Harun iyileşmişti. Beni hatırlamıyordu ama tekrardan tanışmıştık ve çok yakın olmasada arkadaştık. Şimdi ise kitapçıya gidiyordum. Kapının önünde Deniz ile karşılaştım. Ah, kalbim. Heyecanlanma onu hep görüceksin artık. Alışmalısın.
"Nasılsın Kumsal?" dediğimde konuştum.
"İyiyim. A, ne kadar garip, bu gün çarpışmadan konuşmaya başladık." İkimizde gülmeye başladığımızda dükkana girdim. Müdürün elinde birkağıtla bize yaklaştığını gördüğümde kaşlarımı çattım.
"Kumsalcım bunu cama asar mısın?"
"Erkek eleman aranıyor." Yazısını gördüm.biraz baıştıktan sonra kafamı salladım tam arkamı dönmüştüm ki Deniz konuştu.

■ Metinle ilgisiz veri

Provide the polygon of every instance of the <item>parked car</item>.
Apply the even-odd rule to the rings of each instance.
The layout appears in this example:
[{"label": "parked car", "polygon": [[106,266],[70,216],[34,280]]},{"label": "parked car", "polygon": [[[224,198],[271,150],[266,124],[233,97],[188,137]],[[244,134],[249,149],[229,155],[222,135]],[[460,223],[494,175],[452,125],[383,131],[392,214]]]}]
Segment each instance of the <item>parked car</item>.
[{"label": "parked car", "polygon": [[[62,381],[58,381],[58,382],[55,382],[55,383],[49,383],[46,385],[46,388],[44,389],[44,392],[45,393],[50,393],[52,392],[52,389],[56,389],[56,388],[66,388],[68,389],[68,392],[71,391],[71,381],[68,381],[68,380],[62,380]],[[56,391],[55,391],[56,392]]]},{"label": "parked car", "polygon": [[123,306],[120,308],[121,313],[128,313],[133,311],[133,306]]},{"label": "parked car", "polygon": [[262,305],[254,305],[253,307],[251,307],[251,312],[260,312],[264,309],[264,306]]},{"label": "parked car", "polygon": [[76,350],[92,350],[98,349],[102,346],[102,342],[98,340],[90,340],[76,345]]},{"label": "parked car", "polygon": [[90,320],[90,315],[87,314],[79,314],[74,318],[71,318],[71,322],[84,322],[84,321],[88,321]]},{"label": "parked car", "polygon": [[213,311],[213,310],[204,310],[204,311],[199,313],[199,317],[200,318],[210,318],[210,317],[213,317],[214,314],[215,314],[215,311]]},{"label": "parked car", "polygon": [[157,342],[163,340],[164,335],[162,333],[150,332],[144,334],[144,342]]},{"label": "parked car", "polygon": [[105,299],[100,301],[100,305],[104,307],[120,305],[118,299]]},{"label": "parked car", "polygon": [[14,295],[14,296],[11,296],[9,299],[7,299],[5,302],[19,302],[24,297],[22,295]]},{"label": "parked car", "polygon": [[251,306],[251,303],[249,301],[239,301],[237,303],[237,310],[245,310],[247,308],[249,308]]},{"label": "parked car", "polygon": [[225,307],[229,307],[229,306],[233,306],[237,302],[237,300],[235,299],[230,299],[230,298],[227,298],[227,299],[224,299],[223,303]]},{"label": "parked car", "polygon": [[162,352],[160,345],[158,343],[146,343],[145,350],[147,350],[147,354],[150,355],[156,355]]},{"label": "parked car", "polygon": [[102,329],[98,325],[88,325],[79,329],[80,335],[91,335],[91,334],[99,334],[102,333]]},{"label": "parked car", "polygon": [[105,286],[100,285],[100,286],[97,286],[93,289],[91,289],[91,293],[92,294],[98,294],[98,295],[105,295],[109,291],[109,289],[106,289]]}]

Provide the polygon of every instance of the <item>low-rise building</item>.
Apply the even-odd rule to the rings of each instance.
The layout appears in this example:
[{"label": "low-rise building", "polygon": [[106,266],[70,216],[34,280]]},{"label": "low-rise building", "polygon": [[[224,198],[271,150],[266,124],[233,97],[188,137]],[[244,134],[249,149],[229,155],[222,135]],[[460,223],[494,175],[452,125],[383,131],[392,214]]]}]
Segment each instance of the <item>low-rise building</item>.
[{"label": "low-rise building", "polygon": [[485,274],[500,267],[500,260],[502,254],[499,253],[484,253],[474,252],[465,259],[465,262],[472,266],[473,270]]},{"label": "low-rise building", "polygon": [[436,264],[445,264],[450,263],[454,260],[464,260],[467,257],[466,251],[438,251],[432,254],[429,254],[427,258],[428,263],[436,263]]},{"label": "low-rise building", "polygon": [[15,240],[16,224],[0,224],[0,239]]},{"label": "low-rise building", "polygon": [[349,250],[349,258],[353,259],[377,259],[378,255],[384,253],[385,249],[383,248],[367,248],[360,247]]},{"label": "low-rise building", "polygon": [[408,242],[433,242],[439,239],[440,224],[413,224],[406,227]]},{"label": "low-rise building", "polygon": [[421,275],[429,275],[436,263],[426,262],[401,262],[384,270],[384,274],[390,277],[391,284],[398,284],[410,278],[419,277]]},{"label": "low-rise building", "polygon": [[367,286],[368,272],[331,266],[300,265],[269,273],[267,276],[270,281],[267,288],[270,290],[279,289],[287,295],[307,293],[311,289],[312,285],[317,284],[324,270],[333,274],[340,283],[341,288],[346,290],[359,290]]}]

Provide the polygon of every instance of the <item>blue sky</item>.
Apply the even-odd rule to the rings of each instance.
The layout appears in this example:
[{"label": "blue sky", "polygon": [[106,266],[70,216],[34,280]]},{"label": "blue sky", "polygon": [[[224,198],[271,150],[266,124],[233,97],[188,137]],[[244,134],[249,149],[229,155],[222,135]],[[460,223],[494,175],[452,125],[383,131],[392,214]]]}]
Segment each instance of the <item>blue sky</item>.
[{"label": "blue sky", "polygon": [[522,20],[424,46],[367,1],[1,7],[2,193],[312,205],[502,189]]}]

"Ben başlayabilirim," dedi. Arkamı dönüp tek kaşımı kaldırarak Deniz'e bakım. Ciddi mi diye biraz daha baktım. Ama yüzünde mimik oynamıyordu. Müdür yani Yaşar amca konuştu.
"İçeri gel, odamda konuşalım" dedi. Bunu neden yanlış anladım acaba. Ben dükkanı süpürmeye başlarken o odasına gitti.
Bir yarım saat sonra döndü. Üstündeki ceketi çıkarıp askılığa astıktan sonra yanıma geldi.
"Yapılacak iş var mı?" Elim ile pas pası işaret ettim. Kafası ile onayladıktan sonra paspas iler yerleri silmeye başladı. Ben de yerleri karışmış kitabı yerlerine götürüyordum. Yaşar amca bağırdı.
"Kumsal, şurada satılamayan kitaplar var. Yani depoda kalan. Onları alıp raflara diz, arkasındaki fiyatı da yarısına indir!" Kafam ile onayladım. O odasına girerken ben de kitaplara yöneldim. Sepeti kasaya doğru sürdüm. Kasanın arkasına Deniz de geldi.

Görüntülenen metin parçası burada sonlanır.